How things had changed from my early years at the Milford park, where homemade root beer flowed for a nickle a cup, and orange Sloppy Joe sauce lined the lips of every kid in town. Year after year I found a reason for not participating in the foot races, afraid of suffering the humiliation my other class mates annually subjected themselves to at the hands of Tom Bradshaw. He was short, but quick, and had proven unbeatable for at least four years when I walked with killer determination flowing through my veins on my way to the starting line the summer before fourth grade. I was tall, with long speedy legs and had convinced myself after a number of subtle speed checks on the school play yard, that all things being even, I could beat him, and so I prepared for battle. Shedding my shoes and socks to make me even faster, I took my place on the line and waited for the starters gun to sound.

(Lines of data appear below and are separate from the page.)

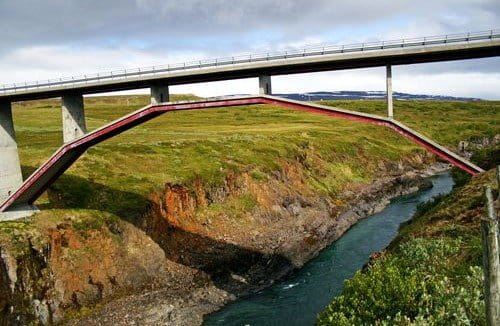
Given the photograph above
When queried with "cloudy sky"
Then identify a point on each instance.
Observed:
(55, 38)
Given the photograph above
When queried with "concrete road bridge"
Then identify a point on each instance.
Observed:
(17, 196)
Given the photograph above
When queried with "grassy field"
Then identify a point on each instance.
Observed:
(432, 274)
(118, 175)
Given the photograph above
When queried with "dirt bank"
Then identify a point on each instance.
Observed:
(197, 248)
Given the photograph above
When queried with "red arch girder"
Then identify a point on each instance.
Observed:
(66, 155)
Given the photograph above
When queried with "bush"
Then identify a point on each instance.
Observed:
(413, 286)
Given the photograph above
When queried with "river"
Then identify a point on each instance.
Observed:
(298, 298)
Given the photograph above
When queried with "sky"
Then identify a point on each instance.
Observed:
(60, 38)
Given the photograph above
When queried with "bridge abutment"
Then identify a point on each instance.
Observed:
(390, 113)
(11, 177)
(265, 85)
(159, 94)
(73, 117)
(10, 166)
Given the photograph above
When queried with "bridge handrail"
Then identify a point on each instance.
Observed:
(314, 50)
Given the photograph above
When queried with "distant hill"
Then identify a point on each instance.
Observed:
(370, 95)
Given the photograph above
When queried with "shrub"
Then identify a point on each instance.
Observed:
(413, 286)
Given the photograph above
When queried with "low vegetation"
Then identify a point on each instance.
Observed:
(431, 274)
(117, 175)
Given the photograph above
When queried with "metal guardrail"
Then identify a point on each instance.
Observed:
(125, 74)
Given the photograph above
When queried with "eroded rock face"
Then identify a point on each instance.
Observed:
(217, 240)
(66, 263)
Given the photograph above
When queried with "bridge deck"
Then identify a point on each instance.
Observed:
(326, 58)
(62, 159)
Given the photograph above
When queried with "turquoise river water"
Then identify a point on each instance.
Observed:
(298, 298)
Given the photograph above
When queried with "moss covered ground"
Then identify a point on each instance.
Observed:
(117, 175)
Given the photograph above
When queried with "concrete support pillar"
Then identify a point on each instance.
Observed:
(389, 92)
(10, 167)
(159, 94)
(73, 115)
(265, 85)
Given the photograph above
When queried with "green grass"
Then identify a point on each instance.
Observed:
(118, 175)
(445, 122)
(432, 273)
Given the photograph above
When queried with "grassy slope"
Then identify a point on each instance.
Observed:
(432, 273)
(117, 175)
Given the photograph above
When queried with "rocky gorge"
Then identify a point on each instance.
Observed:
(196, 248)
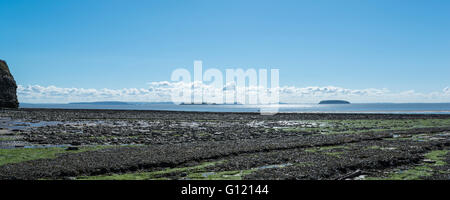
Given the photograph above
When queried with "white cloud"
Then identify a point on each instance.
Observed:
(160, 92)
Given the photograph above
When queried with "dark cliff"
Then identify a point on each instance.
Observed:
(8, 88)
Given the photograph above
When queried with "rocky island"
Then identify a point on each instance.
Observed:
(8, 88)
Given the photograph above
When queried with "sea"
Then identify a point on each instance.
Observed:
(391, 108)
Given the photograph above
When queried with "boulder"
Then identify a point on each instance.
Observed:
(8, 88)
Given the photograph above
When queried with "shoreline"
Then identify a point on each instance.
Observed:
(176, 145)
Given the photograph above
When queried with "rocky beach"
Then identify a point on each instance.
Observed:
(153, 145)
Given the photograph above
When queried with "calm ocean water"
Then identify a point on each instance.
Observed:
(430, 108)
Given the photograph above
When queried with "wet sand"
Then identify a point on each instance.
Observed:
(112, 144)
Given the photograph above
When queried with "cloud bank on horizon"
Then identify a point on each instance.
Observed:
(161, 92)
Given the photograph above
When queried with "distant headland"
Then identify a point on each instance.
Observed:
(334, 102)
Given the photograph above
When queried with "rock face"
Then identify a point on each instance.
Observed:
(8, 88)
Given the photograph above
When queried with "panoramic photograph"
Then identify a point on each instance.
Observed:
(224, 90)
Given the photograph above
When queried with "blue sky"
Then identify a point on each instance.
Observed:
(399, 45)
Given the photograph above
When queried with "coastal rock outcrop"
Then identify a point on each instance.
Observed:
(8, 88)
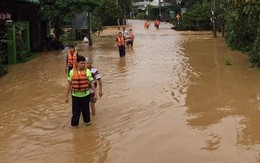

"On your mark, ...get set," the man barked loudly. My heart was well out of my chest and all the way up in my cottoned mouth, pounding with such a fury I thought I might pass out just waiting.
The gun exploded and every muscle in my tense body sprang forward as if to cover the hundred feet or so in a single bound. "Surely I would once and for all show Tom who was the fastest kid in our grade," I told myself, but suddenly the damp morning grass beneath my toes gave way, leaving my driving legs with nothing but air to push against. Horror slammed me in the face even before the grass carpet did as on the far side I caught sight of Tom, fully upright and lunging ahead of the rest of the field.
I secretly carried that defeat more heavily than any other for the longest time, as the following summer our family moved to another town, removing any chance for a rematch from the realm of possibility.